2006-05-01 23:02:50 | Weblog

【写真:雨のチューリッヒ(09/04)】 
旅程
《09/04 チューリッヒ→ジュネーヴ》
終日 チューリッヒ観光
19:34 所定19:32発の列車(ICE)でジュネーヴ発
22:18頃 ジュネーヴ着
   到着後バスでスティーブンの家へ

 0時過ぎにクリスの家に到着したものの、荷物を置いてまた再び皆で観光に出かけた。観光といっても真夜中。クリスの運転でチューリッヒの中心部を見に行く。
 
 深夜だからもちろん店は閉まっていたが、店の中の電気をつけて外から商品が見えるようにしている所が多かった。バーかカフェに寄って休憩しようと試みるも、残念ながら空いているところはなく、断念。

 クリスが、「レーニンが住んでいた建物に案内する。」と言う。最初は冗談かと思ったが、レーニンはかつてチューリッヒに住んでいたことがあるのだそうだ。行ってみると、1916年2月16日から1917年4月2日までレーニンが住んでいた旨(おそらくドイツ語で)書かれたプレートが掲げられた建物が確かに存在した。特別大きかったり、装飾があったりするわけでもなく、クリスに言われなければ気がつかない建物だった。ペテルブルクで活躍したロシア革命の英雄が、こんなひっそりとしたところに住んでいたのかと、とても意外な感じがした。
 
 夜なので教会や博物館などの中に入ることは出来ないが、町の灯りが静かに川の水面に映る様子は大変美しく、深夜の観光も趣があった。

 帰りの車の中では、ペテルブルクで出会った他の友人達の噂話になった。「あいつはもうアメリカに帰ったんだよな。」「スウェーデンの出身の彼、名前なんだっけ?」など、懐かしい友達が次々に思い出された。それぞれ母国語とはだいぶ違うロシア語に苦労しながらも、皆懸命に努力していた。もっとも、あまり勉強せず、飲み屋の場所だけ覚えて帰ったような奴もいて、「そういえばあいつなんかあんま学校行ってなかったっけな。」と皆で話しては笑った。
 ちなみにクリスは昨年秋の帰国後もロシア語を続けているらしく、彼とは英語の他に、時々ロシア語でも会話をした。彼は語学に相当投資していると自分で言っていたが、ロシアの他にイギリスにも留学経験があり、私よりも英語が上手なうえ、フランス語も話せる。
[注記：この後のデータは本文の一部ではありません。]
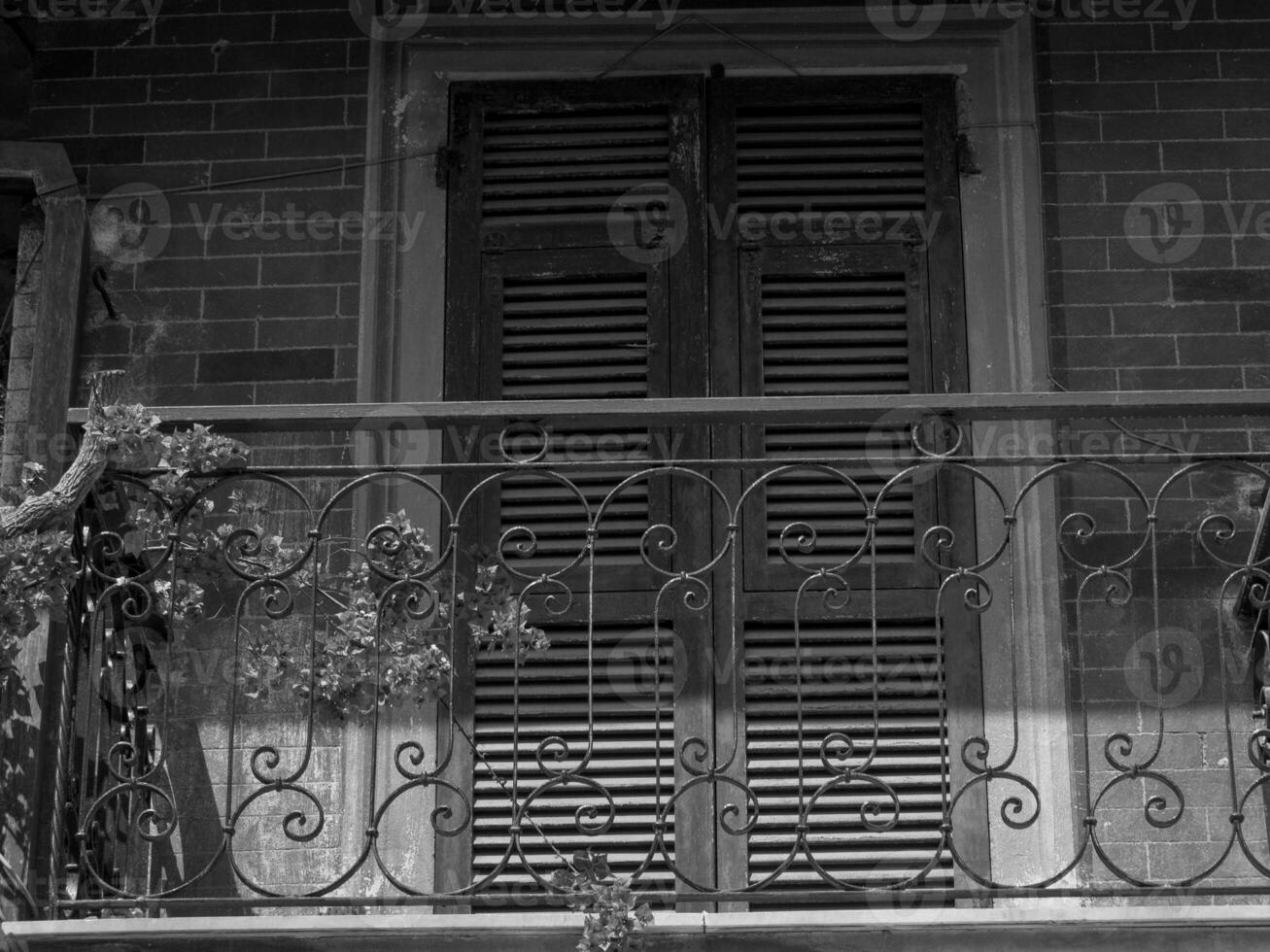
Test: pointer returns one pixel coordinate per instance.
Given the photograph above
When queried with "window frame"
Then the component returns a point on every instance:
(1005, 267)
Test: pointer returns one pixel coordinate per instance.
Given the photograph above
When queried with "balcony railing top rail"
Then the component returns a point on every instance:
(732, 410)
(850, 756)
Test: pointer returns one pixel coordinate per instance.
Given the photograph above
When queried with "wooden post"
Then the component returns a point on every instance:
(42, 365)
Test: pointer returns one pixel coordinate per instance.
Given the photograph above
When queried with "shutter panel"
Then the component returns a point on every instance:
(551, 168)
(841, 289)
(633, 753)
(826, 157)
(566, 325)
(839, 663)
(824, 322)
(547, 302)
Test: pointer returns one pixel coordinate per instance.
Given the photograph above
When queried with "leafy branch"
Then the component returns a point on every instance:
(615, 919)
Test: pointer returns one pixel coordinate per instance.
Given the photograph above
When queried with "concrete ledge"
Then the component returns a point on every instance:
(1161, 930)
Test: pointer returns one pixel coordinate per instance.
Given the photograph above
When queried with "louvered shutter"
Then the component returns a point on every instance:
(546, 302)
(863, 294)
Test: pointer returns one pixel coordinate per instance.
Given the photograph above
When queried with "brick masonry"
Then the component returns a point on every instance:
(223, 90)
(216, 91)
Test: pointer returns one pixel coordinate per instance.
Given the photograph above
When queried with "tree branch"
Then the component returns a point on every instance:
(80, 476)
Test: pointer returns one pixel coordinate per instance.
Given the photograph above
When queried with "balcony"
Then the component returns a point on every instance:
(923, 661)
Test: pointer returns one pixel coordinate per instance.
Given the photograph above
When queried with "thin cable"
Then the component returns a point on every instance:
(281, 175)
(8, 314)
(1124, 429)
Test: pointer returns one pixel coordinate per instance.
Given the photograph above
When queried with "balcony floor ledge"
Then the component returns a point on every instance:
(1217, 928)
(877, 931)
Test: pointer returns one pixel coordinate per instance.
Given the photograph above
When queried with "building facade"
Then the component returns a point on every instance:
(861, 398)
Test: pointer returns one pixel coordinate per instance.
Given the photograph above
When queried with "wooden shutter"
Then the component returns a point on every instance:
(549, 301)
(835, 320)
(841, 277)
(632, 748)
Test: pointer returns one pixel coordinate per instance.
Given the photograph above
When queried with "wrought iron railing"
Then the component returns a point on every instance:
(736, 707)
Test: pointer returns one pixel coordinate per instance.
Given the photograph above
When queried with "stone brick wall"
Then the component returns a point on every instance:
(252, 294)
(1138, 119)
(260, 307)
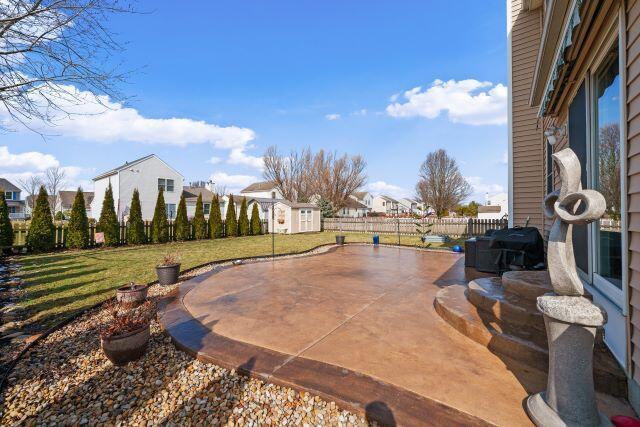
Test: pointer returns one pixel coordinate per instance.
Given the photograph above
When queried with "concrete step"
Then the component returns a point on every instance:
(452, 305)
(527, 284)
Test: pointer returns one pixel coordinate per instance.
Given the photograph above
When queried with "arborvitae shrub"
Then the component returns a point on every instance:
(244, 227)
(6, 229)
(108, 222)
(135, 225)
(215, 219)
(40, 237)
(160, 225)
(181, 230)
(78, 236)
(256, 224)
(231, 223)
(199, 223)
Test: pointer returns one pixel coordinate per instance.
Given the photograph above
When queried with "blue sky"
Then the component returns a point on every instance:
(243, 75)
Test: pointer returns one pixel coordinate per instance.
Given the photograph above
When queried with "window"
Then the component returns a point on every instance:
(606, 171)
(171, 210)
(165, 184)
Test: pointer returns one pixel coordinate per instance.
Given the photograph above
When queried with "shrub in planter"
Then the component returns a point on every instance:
(131, 295)
(108, 222)
(215, 219)
(256, 224)
(159, 224)
(135, 225)
(199, 223)
(40, 237)
(231, 222)
(78, 236)
(125, 336)
(244, 227)
(169, 270)
(6, 229)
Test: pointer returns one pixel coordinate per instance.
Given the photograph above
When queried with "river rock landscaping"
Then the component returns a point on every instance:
(66, 379)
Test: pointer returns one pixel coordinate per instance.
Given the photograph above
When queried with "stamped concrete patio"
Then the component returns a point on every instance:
(355, 325)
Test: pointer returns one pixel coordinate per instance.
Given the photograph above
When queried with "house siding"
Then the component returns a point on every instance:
(633, 170)
(527, 149)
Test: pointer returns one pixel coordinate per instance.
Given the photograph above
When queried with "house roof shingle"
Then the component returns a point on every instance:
(6, 185)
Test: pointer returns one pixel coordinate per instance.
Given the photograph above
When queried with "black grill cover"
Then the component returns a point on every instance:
(521, 246)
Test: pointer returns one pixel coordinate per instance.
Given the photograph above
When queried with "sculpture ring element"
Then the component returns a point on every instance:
(568, 206)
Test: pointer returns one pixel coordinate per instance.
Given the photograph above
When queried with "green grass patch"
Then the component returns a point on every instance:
(63, 283)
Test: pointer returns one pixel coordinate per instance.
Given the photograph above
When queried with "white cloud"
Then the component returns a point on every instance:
(381, 187)
(233, 183)
(480, 187)
(29, 160)
(239, 157)
(466, 101)
(99, 119)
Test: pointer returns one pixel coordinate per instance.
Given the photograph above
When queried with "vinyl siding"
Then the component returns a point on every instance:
(633, 170)
(527, 148)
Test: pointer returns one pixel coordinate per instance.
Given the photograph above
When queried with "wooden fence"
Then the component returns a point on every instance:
(21, 229)
(454, 227)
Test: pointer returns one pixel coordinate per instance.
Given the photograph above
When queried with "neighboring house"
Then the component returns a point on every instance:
(573, 82)
(291, 217)
(495, 207)
(12, 196)
(408, 206)
(264, 190)
(353, 209)
(364, 197)
(191, 197)
(148, 174)
(385, 205)
(66, 198)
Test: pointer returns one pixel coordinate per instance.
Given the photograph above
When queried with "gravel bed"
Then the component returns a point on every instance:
(66, 380)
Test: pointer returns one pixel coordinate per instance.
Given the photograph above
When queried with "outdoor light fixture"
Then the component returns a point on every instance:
(554, 133)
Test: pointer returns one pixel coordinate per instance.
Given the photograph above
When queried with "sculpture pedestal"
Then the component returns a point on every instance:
(570, 399)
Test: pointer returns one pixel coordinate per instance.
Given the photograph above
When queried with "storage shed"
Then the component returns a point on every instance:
(291, 217)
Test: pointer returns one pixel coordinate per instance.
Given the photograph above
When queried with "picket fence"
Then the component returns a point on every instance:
(453, 227)
(21, 229)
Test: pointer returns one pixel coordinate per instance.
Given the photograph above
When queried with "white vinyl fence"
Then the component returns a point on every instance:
(454, 227)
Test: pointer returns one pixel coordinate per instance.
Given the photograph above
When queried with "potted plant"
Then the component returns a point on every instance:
(169, 270)
(131, 295)
(125, 336)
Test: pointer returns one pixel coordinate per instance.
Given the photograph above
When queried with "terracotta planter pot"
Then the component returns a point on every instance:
(125, 348)
(168, 274)
(131, 295)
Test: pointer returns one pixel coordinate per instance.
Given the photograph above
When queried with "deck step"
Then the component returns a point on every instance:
(452, 305)
(488, 294)
(527, 284)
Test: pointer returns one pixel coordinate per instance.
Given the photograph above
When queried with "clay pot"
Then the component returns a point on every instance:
(131, 295)
(168, 274)
(125, 348)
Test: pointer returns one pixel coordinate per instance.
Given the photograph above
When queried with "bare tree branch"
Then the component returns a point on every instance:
(441, 185)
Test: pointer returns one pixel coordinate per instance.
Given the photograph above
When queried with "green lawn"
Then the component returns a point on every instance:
(62, 283)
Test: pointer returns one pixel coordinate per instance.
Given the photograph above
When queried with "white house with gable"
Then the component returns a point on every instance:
(148, 174)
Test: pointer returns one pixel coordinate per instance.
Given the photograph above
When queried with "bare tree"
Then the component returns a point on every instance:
(441, 185)
(291, 174)
(51, 50)
(54, 181)
(31, 186)
(302, 175)
(609, 168)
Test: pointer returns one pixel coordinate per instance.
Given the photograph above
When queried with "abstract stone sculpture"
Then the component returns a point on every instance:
(570, 319)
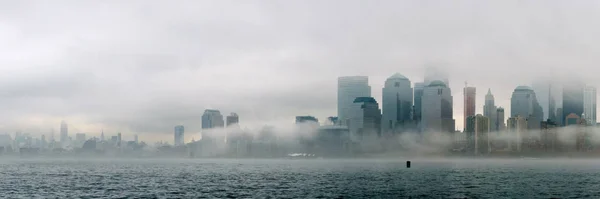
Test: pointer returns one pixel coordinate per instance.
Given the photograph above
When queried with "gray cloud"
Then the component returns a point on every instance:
(145, 66)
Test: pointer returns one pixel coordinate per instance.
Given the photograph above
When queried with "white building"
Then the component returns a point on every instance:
(437, 110)
(397, 101)
(349, 88)
(589, 104)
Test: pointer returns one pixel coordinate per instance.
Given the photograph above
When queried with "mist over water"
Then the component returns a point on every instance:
(355, 178)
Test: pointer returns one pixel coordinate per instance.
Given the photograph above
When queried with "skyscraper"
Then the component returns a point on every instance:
(589, 104)
(64, 134)
(500, 119)
(517, 127)
(490, 110)
(212, 119)
(437, 110)
(179, 135)
(477, 129)
(418, 96)
(524, 103)
(232, 118)
(350, 88)
(397, 104)
(469, 103)
(366, 120)
(572, 99)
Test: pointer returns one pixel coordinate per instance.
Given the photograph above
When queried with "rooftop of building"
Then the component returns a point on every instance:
(365, 99)
(523, 88)
(398, 76)
(437, 83)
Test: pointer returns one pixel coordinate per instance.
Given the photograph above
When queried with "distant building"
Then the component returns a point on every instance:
(470, 97)
(349, 88)
(477, 131)
(179, 135)
(437, 110)
(491, 111)
(589, 104)
(517, 129)
(499, 124)
(233, 118)
(64, 134)
(572, 99)
(397, 104)
(304, 119)
(524, 103)
(418, 96)
(212, 119)
(367, 118)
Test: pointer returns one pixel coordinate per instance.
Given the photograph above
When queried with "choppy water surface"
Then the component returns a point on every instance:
(168, 178)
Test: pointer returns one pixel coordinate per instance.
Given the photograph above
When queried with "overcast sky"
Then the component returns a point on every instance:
(144, 66)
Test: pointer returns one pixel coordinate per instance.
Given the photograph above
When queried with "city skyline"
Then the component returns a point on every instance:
(153, 68)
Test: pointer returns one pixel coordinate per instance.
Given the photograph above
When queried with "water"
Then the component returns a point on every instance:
(365, 178)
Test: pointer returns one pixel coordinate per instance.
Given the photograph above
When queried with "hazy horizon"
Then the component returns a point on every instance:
(142, 67)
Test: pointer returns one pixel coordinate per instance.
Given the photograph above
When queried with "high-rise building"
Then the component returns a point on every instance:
(418, 96)
(179, 135)
(469, 103)
(500, 126)
(64, 134)
(350, 88)
(397, 104)
(366, 122)
(232, 118)
(572, 99)
(491, 111)
(212, 119)
(589, 104)
(437, 110)
(517, 128)
(524, 103)
(308, 118)
(435, 73)
(477, 130)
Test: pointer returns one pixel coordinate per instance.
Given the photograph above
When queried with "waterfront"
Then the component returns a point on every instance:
(355, 178)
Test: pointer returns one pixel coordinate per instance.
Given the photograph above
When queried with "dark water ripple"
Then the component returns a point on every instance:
(167, 178)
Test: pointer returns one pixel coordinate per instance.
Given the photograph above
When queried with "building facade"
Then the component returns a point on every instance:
(477, 131)
(179, 135)
(349, 88)
(437, 110)
(589, 105)
(469, 103)
(397, 104)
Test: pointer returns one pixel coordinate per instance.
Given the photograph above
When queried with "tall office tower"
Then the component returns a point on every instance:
(589, 104)
(491, 111)
(179, 135)
(469, 103)
(517, 128)
(64, 134)
(119, 140)
(433, 73)
(418, 96)
(350, 88)
(232, 118)
(212, 119)
(572, 99)
(524, 103)
(437, 110)
(397, 104)
(366, 120)
(477, 130)
(500, 119)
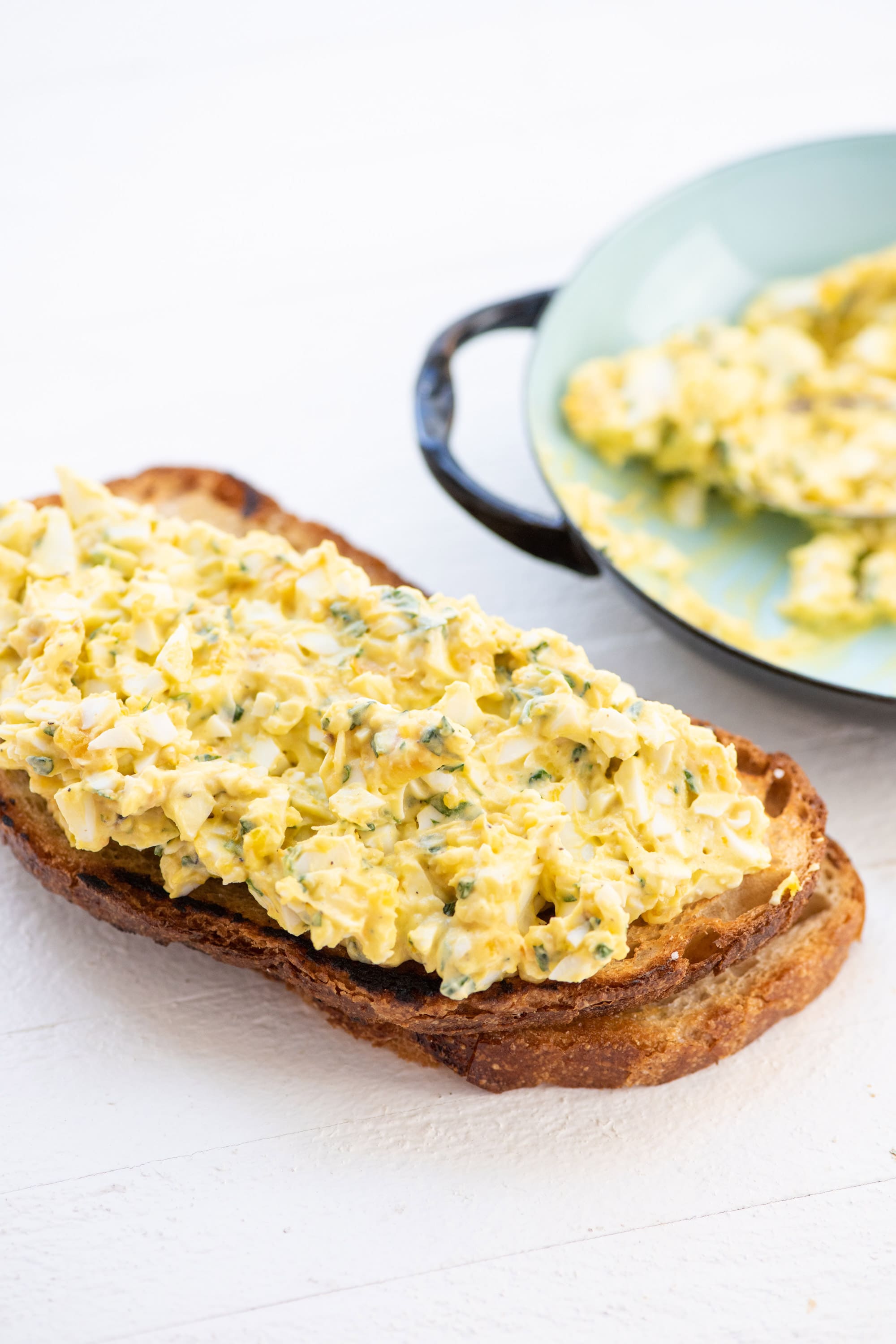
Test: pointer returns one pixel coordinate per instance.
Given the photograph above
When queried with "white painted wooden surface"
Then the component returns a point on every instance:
(229, 232)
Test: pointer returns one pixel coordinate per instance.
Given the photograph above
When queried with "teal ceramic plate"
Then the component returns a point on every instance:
(700, 252)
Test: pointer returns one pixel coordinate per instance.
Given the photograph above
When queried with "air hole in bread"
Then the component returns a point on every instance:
(750, 761)
(702, 945)
(778, 795)
(816, 905)
(753, 892)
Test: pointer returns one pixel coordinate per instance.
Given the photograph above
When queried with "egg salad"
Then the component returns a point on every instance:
(794, 409)
(402, 777)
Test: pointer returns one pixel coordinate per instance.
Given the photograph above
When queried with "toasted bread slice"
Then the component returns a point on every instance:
(660, 1042)
(124, 886)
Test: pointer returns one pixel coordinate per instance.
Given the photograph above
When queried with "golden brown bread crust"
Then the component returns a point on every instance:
(660, 1042)
(199, 492)
(124, 886)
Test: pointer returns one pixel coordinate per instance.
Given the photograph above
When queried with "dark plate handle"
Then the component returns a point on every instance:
(550, 539)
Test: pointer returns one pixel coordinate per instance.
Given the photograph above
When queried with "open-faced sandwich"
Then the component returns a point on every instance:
(226, 728)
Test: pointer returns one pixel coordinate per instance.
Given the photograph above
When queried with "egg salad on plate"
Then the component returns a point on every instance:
(402, 777)
(794, 409)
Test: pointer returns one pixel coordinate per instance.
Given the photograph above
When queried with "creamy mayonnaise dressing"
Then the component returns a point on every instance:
(794, 409)
(409, 779)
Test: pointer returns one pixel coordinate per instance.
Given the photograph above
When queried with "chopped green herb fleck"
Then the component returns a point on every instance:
(358, 713)
(432, 740)
(441, 806)
(404, 600)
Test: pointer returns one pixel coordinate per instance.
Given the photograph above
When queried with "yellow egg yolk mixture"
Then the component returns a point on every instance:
(405, 777)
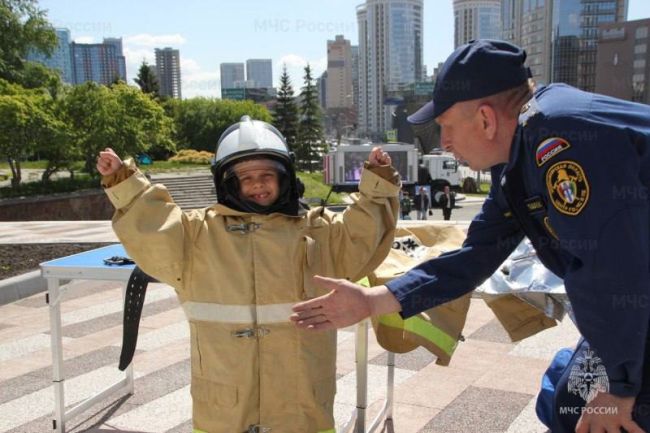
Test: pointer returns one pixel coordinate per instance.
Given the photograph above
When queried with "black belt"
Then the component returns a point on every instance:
(136, 288)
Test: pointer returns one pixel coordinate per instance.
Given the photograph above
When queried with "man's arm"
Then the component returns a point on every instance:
(491, 238)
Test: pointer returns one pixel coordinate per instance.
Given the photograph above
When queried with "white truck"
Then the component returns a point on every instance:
(443, 171)
(342, 167)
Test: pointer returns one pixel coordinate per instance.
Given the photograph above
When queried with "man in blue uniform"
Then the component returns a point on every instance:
(571, 172)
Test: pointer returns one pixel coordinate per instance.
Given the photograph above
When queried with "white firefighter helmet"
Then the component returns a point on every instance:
(253, 139)
(249, 137)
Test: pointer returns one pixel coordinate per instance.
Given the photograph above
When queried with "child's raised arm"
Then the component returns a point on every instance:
(108, 162)
(378, 157)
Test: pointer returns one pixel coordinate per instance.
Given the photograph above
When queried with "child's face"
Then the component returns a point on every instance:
(258, 181)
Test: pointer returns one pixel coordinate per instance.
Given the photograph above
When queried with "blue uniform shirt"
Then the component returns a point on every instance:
(576, 185)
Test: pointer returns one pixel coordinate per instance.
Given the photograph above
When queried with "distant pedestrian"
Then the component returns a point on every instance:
(422, 203)
(447, 202)
(405, 206)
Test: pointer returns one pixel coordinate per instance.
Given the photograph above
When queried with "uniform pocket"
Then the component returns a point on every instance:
(311, 266)
(213, 393)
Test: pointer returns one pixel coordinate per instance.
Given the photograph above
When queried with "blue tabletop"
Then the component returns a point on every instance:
(89, 264)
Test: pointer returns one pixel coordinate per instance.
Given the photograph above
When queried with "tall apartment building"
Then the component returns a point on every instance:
(260, 71)
(230, 73)
(354, 55)
(60, 59)
(168, 71)
(560, 36)
(623, 62)
(390, 59)
(103, 63)
(476, 19)
(121, 60)
(339, 74)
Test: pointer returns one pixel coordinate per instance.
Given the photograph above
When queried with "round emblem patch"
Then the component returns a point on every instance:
(567, 187)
結局彼は母国語のスイスジャーマンの他にドイツ語、フランス語、英語、ロシア語の4カ国語が出来るわけで、相当の時間とコストと努力を要したに違いないが、語学は大変貴重だということを痛感している私としても、彼の言うとおり、投資するだけの価値は十分あると思う。
  
 深夜まで出歩いたため午前中だいぶ遅くまで寝ていたが、先に起きたクリスと私で、キッチンで話をする。話題はもっぱら言語について。クリスにドイツ語の格について聞いてみた。彼によるとドイツ語にはロシア語の主、生、与、対格に相当する4つの格があり、主格、与格は用法がよく似ているが、生格、対格は全く異なるという。さらに私が全く理解できないのは、格があるのに語順が決まっているという点。このあたりからして、ドイツ語は相当難しそうである。
 クリスはまた、こんなことを聞いてきた。「どうして日本人は会話が苦手なのか?」彼によると、仕事などで日本人の知り合いが10人ほどいるが、彼らはクリスより文法は出来るのに"What did you do yesterday?"のような極めて簡単な質問を理解できないのだという。それは文法偏重の日本の英語教育の弊害だということを私は話したが、英語教育のせいだけで済ますのは妥当ではない。確かに会話を軽視した日本の英語教育は大変いただけないが、それに気づいたら自分でリスニングなり、会話なりの練習をすれば良いし、私自身もそうしてきた。クリスの言うように日本人が英会話が下手だとしたら、半分はお寒い英語教育のせいだが、もう半分は個人の怠慢のせいである。母国語の他に2カ国語、3カ国語、それ以上というのが当たり前の世界で、「日本人は英会話すらまともに出来ない」という話が出ること自体大いに恥ずべきことだと私は思った。

 その後クリスとともに駅へ出かけ、まだ予約していなかったジュネーヴからパリまでの列車のきっぷを購入。クリスに通訳してもらい、ちょうど良い時間帯の列車を選ぶ。ジュネーヴからの夜行列車はなく、69スイスフラン(約55USD)でTGVに乗れるというのでTGVでパリ入りすることにし、パリのIに連絡。IがパリのGare-de-Lyonまで迎えに来てくれることになった。ロシアほどではないが、諸外国の鉄道料金の安さには感激。(日本がやたらに高いだけか...)。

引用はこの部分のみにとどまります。